UCNN: A Convolutional Strategy on Unstructured Mesh
This addresses a domain-specific bottleneck in fluid mechanics simulations by enabling convolutional strategies on unstructured meshes, offering incremental improvements over existing methods.
The paper tackles the problem of applying convolutional neural networks to unstructured mesh data in fluid mechanics by proposing UCNN, which aggregates neighbor node features via a weight function. Results show UCNN is more accurate than fully-connected neural networks in modeling adjoint vectors, with specific gains demonstrated in validation and aerodynamic shape optimization test cases.

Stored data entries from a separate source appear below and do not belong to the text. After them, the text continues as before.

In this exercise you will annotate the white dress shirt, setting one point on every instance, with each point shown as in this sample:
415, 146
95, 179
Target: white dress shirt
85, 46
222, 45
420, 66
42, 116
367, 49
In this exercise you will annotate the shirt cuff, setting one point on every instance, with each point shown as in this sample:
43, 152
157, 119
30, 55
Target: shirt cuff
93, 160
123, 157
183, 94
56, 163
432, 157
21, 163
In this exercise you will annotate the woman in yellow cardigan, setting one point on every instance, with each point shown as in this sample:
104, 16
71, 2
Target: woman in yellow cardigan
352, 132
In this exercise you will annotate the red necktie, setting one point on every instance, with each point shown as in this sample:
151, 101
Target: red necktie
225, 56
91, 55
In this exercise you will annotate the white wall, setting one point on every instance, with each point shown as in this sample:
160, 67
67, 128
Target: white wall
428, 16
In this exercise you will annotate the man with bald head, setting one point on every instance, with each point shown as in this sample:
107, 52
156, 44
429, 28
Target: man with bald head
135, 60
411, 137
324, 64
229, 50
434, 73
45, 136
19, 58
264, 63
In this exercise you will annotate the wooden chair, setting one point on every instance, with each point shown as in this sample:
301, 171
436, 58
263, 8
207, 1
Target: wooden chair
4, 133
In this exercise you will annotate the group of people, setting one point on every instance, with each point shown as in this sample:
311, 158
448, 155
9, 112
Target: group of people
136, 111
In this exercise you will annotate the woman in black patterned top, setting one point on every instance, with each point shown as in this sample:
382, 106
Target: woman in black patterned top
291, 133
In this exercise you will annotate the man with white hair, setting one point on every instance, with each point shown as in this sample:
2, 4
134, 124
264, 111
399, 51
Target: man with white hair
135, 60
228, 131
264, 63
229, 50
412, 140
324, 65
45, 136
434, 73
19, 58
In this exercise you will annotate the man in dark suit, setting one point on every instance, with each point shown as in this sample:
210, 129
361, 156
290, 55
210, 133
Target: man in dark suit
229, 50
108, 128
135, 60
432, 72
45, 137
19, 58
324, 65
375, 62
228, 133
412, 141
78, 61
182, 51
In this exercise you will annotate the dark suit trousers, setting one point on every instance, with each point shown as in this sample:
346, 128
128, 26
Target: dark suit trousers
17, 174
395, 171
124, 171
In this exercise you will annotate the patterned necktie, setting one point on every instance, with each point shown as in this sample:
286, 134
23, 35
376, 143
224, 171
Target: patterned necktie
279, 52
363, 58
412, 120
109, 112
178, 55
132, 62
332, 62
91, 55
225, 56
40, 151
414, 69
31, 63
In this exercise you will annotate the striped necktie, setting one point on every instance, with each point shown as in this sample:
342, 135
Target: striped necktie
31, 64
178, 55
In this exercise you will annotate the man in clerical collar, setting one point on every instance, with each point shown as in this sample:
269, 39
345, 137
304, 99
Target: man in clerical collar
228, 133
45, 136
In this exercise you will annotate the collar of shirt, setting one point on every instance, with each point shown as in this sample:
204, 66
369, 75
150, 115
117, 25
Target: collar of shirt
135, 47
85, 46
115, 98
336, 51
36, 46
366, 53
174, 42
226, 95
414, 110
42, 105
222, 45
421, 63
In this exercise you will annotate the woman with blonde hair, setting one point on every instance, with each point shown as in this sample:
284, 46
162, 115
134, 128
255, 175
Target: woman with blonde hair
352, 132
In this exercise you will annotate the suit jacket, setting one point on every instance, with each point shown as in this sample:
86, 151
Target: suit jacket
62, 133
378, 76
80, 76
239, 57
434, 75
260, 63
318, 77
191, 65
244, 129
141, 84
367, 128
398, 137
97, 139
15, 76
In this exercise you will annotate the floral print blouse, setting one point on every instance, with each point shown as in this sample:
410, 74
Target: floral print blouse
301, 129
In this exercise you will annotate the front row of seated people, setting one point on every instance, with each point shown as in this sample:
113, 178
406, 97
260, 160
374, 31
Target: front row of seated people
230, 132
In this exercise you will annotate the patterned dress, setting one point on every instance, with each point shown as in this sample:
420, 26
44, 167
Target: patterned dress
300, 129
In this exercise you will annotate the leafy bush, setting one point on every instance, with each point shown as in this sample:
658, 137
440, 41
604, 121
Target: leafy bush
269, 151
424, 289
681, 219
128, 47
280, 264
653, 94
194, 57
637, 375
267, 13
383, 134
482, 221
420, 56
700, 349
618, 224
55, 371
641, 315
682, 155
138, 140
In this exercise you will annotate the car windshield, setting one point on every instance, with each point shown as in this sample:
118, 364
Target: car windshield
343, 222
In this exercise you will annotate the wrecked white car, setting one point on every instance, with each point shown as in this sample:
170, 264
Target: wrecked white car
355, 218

In machine learning for fluid mechanics, fully-connected neural network (FNN) only uses the local features for modelling, while the convolutional neural network (CNN) cannot be applied to data on structured/unstructured mesh. In order to overcome the limitations of FNN and CNN, the unstructured convolutional neural network (UCNN) is proposed, which aggregates and effectively exploits the features of neighbour nodes through the weight function. Adjoint vector modelling is taken as the task to study the performance of UCNN. The mapping function from flow-field features to adjoint vector is constructed through efficient parallel implementation on GPU. The modelling capability of UCNN is compared with that of FNN on validation set and in aerodynamic shape optimization at test case. The influence of mesh changing on the modelling capability of UCNN is further studied. The results indicate that UCNN is more accurate in modelling process.